Dadi Perlmutter: You know, between the time we create the technology until it goes into your hands, let's say it takes a lot of "gates". First gate is what we call a foundry. These are the big factories that manufacture semiconductor devices. This is huge. To build a semiconductor factory could be multibillion dollars into the very top-notch, tens of billions of dollars of cost to manufacture. So these are big, and they're very conservative. They want to make sure that everything is perfect. So this is our first stage, this is the first gate we need to do. We already signed two deals with factories. So, our first job for the coming year is to sign up more foundries. And we are getting paid for signing up with a foundry. We get paid because we give them a licence fee to use our technology. And then, in parallel, we work with their customers, who are developing products. So, this is another thing that we spend big time on for the next year in order to create this. And they pay us licensing fees. And then we go into when we have a product that is sold into devices, and then we are going to get paid royalties. But that's not going to happen next year. But I think the opportunities are huge and we are working very hard. And we have an extremely experienced and talented team that do understand this business and this technology and this market. It's not easy. The customers are extremely technology-dependent. They understand technology. They'll go into every small nuance, and in some cases they need to spend money in the factories to adapt to this technology. So, this is a big deal. It's a tedious process, but I think we are progressing quite well to make sure that we do all that. But it requires patience.

Abbey Phillipps: Finally, Weebit Nano is supporting Semiconductor Australia 2024. Could you tell us why you are involved?

Dadi Perlmutter: This is a very important move because we are almost 10 years now in the Australian market, and there's a huge amount of training to explain to the Australian public what a semiconductor is. Semiconductor was brought into the light of day to most people in the past two years because of this geopolitical problems between China and the US. And most of the factories of semiconductors are in Taiwan.

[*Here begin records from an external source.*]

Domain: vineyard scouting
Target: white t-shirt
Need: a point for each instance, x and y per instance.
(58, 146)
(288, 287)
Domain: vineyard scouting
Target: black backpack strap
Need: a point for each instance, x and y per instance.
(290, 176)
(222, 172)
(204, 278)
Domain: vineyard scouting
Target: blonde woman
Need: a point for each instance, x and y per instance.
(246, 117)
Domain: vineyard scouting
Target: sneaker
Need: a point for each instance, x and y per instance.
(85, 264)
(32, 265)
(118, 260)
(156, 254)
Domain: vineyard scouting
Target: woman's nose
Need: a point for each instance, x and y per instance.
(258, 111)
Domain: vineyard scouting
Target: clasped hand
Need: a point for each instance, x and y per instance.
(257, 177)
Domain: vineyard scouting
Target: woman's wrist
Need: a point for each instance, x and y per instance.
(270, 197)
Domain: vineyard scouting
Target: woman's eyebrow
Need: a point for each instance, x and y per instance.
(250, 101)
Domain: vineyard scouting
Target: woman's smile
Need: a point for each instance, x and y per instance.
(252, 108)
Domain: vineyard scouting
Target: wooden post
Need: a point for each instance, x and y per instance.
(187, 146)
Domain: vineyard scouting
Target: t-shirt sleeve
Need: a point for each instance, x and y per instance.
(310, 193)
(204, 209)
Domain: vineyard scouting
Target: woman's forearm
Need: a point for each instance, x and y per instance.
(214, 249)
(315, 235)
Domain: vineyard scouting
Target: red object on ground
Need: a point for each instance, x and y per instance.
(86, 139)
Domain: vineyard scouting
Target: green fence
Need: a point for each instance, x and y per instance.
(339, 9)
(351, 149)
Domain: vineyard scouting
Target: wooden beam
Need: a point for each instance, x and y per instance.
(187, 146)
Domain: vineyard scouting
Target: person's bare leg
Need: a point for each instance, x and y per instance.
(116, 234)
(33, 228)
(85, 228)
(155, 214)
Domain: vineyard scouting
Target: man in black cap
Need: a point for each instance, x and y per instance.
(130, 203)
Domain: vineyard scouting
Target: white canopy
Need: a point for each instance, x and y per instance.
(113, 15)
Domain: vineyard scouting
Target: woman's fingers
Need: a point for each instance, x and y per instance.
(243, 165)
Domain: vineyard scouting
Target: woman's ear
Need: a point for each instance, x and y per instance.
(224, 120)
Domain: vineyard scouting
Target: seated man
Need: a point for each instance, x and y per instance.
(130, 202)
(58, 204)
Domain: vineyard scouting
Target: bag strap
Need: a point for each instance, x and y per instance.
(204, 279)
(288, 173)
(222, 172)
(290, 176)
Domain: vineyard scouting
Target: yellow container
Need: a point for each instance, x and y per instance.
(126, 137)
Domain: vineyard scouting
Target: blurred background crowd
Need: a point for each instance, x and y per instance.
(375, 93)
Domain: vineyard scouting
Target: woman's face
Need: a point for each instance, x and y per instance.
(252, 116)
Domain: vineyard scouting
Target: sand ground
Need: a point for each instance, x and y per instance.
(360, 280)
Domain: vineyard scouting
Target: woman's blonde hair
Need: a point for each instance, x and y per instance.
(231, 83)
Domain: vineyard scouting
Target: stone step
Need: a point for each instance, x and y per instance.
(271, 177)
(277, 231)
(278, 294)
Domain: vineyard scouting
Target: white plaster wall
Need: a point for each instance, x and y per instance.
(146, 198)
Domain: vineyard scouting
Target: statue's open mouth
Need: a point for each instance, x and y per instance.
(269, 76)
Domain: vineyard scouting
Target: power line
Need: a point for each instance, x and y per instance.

You could understand the anxiety of situation. The semiconductor industry has its own, as I try to explain in a very tough manner, a lot of complexities that will require first understanding of the public that are the investors, what is it? How would they measure and understand that this is a good deal or a bad deal or what do they do? If they don't understand it, they either make wrong investment decisions or don't invest at all. And even sharing together, I think this is a very complex situation. So, in the semiconductor industry, there's a big term called competition. By the way, most of the companies we don't even compete with because we are in different markets. But even if we compete, there's a lot of space to collaborate and cooperate, because a few things have to be promoted together because it's too tough for a small company or even big companies. When I worked at Intel, we used to talk to even competitors because we had to promote some regulations with respect to semiconductor manufacturing. If you don't do it together, you are all dead. If you're doing it together, you have opportunities, and now you go compete. And I hope that the Australian market will get better understanding and better success for these Australian companies, some of which are quite young and trying to break out to the world as big companies.

Abbey Phillipps: Dadi Perlmutter, thank you for your time.

Dadi Perlmutter: You're welcome and have a great day.